Basic Hand Stitches Every Sewist Should Know. I cringe inside ever so slightly as I type that because I try to avoid hand-sewing whenever possible. I even use my machine to sew on buttons! However, whenever I need to sew by hand, I'm thankful that I know the basic hand stitches.
Tools for Hand Sewing
Hand Sewing Technique
Begin by treading a hand sewing needle with an 18-24" length of thread and knot the end. As you take a stitch, gently pull the thread; never tug or jerk. Pulling too tightly or hard will result in puckers, and if your thread is very long, you may find yourself with a knotted mess of thread. Secure the stitches with a knot on the wrong side of the fabric.
The Essential Basic Hand Stitches
First, let's cover the three essential hand stitches. These three stitches will cover just about any basic sewing task you need to get done. The three essential stitches are the running stitch, backstitch, and slipstitch.
The running stitch is a simple straight stitch often used to baste. Basting is to sew with long, loose stitches that will temporarily hold the fabric in place before you sew permanent stitches. I use a running stitch sometimes to gather if the fabric is delicate. When using this stitch to baste, do not tie a knot at the end of the thread.
Insert the needle at evenly spaced intervals into the fabric several times, then pull the needle and thread through. Repeat.
This strong stitch is usually used to make a permanent seam. With the right sides of the fabric together, bring the threaded needle through the two layers of fabric. Pass the needle back down through the fabric, about ⅛" (3mm) to the right; bring it back up at about the same distance to the left of where you started. Repeat.
The slipstitch makes an invisible seam between folded edges or between one folded edge and one flat piece of fabric. The thread is hidden inside a fold of the fabric, making it virtually invisible.

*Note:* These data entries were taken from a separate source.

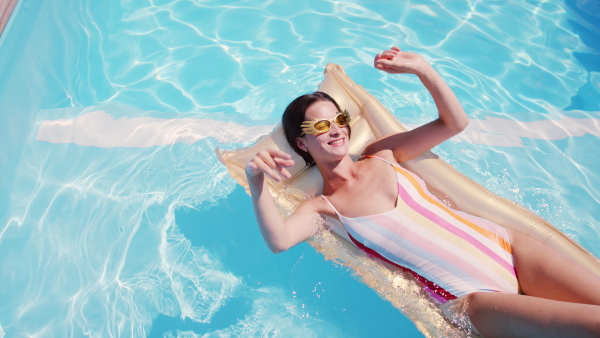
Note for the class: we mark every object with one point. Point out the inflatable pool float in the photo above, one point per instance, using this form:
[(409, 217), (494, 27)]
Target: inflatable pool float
[(370, 120)]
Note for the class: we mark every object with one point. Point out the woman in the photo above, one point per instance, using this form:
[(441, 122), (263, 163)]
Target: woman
[(558, 297)]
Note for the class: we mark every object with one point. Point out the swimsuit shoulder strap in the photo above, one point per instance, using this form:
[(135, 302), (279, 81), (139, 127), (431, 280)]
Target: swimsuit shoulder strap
[(334, 209), (380, 158)]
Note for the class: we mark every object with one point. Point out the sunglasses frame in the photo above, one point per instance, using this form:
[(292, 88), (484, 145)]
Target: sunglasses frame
[(308, 127)]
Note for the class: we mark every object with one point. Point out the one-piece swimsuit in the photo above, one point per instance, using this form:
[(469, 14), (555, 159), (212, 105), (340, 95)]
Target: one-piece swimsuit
[(451, 252)]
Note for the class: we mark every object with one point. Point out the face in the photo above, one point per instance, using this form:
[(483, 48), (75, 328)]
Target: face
[(332, 144)]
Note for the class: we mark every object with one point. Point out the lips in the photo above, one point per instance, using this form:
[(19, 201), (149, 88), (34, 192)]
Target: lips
[(337, 142)]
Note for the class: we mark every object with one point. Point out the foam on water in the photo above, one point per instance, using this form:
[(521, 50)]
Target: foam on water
[(112, 111)]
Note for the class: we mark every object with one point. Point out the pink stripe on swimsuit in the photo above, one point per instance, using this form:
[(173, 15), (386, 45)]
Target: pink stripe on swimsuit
[(451, 252)]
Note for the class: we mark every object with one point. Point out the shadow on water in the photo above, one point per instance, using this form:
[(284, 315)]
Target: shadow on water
[(588, 29), (321, 291)]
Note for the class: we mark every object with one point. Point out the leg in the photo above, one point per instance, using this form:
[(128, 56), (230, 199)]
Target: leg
[(544, 272), (497, 314)]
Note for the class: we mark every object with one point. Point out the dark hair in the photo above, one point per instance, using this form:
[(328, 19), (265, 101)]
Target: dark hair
[(294, 115)]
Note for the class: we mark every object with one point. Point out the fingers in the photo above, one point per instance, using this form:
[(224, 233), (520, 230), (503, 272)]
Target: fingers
[(382, 59), (271, 162)]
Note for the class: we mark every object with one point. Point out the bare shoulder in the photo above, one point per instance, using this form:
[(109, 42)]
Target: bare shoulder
[(377, 148), (316, 205)]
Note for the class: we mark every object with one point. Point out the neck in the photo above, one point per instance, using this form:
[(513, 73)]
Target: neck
[(336, 173)]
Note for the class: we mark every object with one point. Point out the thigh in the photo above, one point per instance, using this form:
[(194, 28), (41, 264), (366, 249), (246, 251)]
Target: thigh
[(496, 314), (544, 272)]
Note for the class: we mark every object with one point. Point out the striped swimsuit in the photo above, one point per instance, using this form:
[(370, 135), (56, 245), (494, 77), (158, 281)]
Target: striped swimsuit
[(451, 252)]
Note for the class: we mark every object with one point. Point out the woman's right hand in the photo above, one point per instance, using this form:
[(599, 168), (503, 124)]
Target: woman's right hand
[(272, 162)]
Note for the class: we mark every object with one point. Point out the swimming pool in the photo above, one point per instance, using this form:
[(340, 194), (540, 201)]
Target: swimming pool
[(107, 234)]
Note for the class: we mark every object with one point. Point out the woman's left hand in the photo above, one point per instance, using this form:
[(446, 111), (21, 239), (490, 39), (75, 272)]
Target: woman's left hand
[(395, 61)]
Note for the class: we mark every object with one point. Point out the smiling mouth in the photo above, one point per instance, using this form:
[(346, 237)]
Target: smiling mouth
[(337, 142)]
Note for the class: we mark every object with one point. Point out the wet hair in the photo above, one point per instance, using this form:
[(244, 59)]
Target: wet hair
[(294, 115)]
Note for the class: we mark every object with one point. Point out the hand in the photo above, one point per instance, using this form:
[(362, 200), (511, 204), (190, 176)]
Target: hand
[(395, 61), (271, 162)]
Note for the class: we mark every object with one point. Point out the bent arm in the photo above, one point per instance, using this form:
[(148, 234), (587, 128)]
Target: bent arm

Insert the needle through the fold and pass it through the top single layer of fabric; pick up a thread or two from the top of the opposite fold or flat piece of fabric. Pass the needle back into the fold, and repeat.
Less Common Hand Stitches
Now that I've covered the three essential hand stitches, I'll cover some less common ones that are handy to know. These include the ladder stitch and blanket stitch.
Blanket Stitch or Buttonhole Stitch
This is a common stitch for blanket edges. If using as a decorative edge, work so that the base of the U goes along the edge of the fabric. For lightweight fabric, stitch along the finished edge.
Insert the needle from the wrong to the right side, coming out at 1. Insert at 2. Where you come at again would be 3; hold the thread under the needle with your thumb and you pull tight.
Ladder Stitch or Invisible Stitch
A ladder stitch is used to complete a project that requires an open seam for turning or stuffing. When the fabric is pulled apart, the stitches look like a ladder.
Start by inserting the needle inside the seam and bringing it to the outside; this will hide the knot in the seam allowance. Next, take a stitch on one side of the fabric parallel to the edge. Then, parallel to the edge, take a stitch on the other side of the fabric. Continue across the seam, forming a series of stitches that look like a ladder. Pull the thread tight to close the seam.
There you have it, the Basic Hand Stitches Every Sewist Should Know.